The Magic Of Communal Experience

During the Sydney 2000 Olympics, over 6.5 million people watched both the opening and closing ceremonies live. Isn’t that mental? The only TV event that has had even comparable ratings in Australia since was the wedding of Prince William and Kate Middleton in 2011. It’s still the third and fourth highest rating TV events in Australia. The games is one of those rare TV event that appeals to every demographic.

Despite the expanse of TV channels/streaming services and the endless ocean of content to wade through, television still generates water cooler conversations through consensus shows, like Game of Thrones. But there aren’t that many programs now which you can assume that every member of your family has watched, which is a big change from twenty years ago. Discussing the advent of Breaking Bad for Grantland, TV critic Andy Greenwald wrote about the appeal of this ‘everyone is watching’ feeling: “We were all swigging from the same water cooler, trading the same outlandish theories… Here, finally, was the television experience the internet had promised us: at once intimate and expansive, private and shared.”

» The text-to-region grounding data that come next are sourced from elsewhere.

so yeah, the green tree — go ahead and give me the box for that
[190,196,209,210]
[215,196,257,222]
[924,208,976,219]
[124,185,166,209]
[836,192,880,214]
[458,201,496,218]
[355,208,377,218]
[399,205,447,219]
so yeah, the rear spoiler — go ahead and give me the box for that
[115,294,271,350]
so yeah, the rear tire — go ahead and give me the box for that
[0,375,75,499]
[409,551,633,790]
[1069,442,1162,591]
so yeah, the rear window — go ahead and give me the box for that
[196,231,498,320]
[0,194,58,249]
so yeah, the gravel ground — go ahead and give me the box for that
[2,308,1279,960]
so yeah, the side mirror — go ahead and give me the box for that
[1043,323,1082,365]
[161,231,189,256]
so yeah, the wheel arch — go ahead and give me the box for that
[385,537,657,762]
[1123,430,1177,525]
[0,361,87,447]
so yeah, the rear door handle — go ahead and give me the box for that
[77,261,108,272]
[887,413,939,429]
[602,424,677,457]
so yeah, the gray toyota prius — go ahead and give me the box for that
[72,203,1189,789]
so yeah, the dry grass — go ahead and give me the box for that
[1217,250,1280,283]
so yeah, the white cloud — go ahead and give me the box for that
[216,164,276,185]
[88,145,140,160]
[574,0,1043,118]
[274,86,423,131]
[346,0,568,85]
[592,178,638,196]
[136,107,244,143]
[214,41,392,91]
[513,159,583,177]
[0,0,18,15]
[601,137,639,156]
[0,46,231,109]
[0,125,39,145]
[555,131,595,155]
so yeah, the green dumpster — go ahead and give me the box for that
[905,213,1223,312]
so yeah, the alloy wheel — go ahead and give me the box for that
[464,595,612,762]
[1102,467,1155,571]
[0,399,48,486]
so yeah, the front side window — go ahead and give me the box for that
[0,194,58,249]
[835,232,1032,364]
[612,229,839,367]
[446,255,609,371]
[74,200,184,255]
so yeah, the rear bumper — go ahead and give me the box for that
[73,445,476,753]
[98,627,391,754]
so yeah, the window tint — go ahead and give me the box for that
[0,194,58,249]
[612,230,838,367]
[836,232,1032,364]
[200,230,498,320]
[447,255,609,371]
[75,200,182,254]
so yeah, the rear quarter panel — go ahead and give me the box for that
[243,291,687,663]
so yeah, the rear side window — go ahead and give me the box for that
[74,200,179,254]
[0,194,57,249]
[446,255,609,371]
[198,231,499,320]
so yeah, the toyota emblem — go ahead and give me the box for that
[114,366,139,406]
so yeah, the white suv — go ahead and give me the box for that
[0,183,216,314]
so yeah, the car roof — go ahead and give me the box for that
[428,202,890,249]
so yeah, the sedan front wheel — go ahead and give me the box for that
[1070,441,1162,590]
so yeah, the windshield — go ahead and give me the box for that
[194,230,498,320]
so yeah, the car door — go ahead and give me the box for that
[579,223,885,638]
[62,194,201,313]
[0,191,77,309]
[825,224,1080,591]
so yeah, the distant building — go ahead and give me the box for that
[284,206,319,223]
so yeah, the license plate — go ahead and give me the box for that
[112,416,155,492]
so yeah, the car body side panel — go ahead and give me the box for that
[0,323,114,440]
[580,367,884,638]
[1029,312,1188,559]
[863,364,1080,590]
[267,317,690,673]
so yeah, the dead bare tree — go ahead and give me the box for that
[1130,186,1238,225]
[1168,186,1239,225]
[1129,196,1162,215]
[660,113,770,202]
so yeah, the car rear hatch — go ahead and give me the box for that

The shared experience of watching television with other people is very important (did the Red Wedding happen if you couldn’t talk about it on Facebook?). It’s related to the reason why people still go to the movies, even with an abundance of screens available to us at home — watching stuff with other people is usually more fun! Knowing people are having the same tactile moment as you is fun! Therein lies the appeal of the Olympics.

The fact that the Olympics bring together so many nations for a thing that is not just globally understood, but is globally enjoyed, is still incredible. How many events are able to capture the imagination and interest of the entire world? A huge reason to get excited about the games was the idea that you were watching something at the same time as millions of other people across the world; you’re having a totally dramatic, communal experience that you only got every four years. Then, we got Facebook. And Twitter. And suddenly, the idea that in Melbourne we could watch something at the same time as a grandmother in Texas or a teenager in Dublin didn’t seem as special.

The internet hasn’t killed the Olympic buzz, it’s just connected the world in a way that makes the communal experience of the games less rare. It’s true that these global moments on social media are often by less joyful events (most recently: terror attacks and footage of police shootings) but they are shared. That old buzz and romance of watching the Olympics and knowing that countless other families were doing the same thing at that second, shouldn’t be understated.

But Don’t Forget, The Olympics Are Still Fun!

Maybe we haven’t been talking about the games in the lead-up, but this might all change once it’s actually on. Australians love sports yarns! And just because Cathy Freeman and Ian Thorpe aren’t competing that doesn’t mean there aren’t any compelling stories to look out for.

We’re actually in with a chance of winning a fair few medals this year (and it’s the first time in a Summer Olympics that we’ve had more female athletes partake than men). For the first time ever, a team made up of 43 refugee athletes will compete. Usain Bloody Bolt will probably be spectacular, again. And I’m sorry, but if you don’t think the home of Carnivale won’t put on an incredible Opening Ceremony, I don’t know what to say to you.

(Sorry Kylie, your Carnivale-inspired costume was very good too.)

Maybe we’ll starting caring once the weekend rolls around. Who knows? Olympic tweets could be amazing.